話を聞くと、数日間寮を離れて《アスタ・ラ・ビスタ》が経営する訓練場にこもるらしい。
「ただ、特訓といっても大半は実技。君の体が持つとは限らない。クエストを進めてLvやPOWを上げてからでも構わない」
なるほど……それも1つの手か。
「それに、特訓に行くとなるとしばらくクエストには出られなくなる。それはグレン君だけじゃなく、同じパーティーのゼロちゃんとティリタもだ」
そうか……クエストに出れないと稼ぎが出ない。
2人にも迷惑かけちまうってわけか。
「どうするかは、3人に任せるよ」
俺はティリタの方をチラリと見た。
「僕は、特訓に行ってもいいと思う。
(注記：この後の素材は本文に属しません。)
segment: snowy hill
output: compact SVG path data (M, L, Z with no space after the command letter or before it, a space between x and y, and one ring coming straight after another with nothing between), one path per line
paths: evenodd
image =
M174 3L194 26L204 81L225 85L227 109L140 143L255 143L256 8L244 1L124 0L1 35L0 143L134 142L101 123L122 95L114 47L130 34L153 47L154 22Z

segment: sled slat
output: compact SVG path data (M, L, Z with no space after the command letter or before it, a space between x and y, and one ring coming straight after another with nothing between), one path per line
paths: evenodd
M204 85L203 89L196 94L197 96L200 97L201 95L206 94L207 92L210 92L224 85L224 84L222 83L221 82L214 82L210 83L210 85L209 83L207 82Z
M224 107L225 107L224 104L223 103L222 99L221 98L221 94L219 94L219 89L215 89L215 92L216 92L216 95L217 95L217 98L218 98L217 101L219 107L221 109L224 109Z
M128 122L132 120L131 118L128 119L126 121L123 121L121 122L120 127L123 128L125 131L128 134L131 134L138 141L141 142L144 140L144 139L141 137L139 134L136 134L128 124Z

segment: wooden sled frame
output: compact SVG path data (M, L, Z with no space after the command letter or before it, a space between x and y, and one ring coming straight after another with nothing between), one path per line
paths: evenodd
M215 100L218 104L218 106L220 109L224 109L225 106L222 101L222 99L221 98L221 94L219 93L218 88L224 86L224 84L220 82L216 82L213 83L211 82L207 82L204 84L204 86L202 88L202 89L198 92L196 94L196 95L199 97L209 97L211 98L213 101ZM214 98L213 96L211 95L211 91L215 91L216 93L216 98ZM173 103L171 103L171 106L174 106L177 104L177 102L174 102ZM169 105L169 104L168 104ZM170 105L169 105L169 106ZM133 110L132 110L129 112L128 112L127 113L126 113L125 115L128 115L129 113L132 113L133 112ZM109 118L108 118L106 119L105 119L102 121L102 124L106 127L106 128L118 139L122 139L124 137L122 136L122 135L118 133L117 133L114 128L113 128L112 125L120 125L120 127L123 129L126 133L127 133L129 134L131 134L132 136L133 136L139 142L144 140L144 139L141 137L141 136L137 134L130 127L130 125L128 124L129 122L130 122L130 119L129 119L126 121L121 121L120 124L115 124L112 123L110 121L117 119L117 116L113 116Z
少しでも強くなれれば、グレンも嬉しいと思うし」
ティリタがそう言ってくれて、少し気が楽になった。
次に、ゼロの方を見る。
ゼロは興味なさげに、そっぽ向いて髪の毛をいじっていた。
「…………強くなって帰ってきな」
ゼロはちょっと言動にトゲがあるがようするに、
『私はここで待ってるから、安心して行ってきな』
ってことだ。
「…………ありがとな、2人とも」
俺はエスクードさんに頷いた。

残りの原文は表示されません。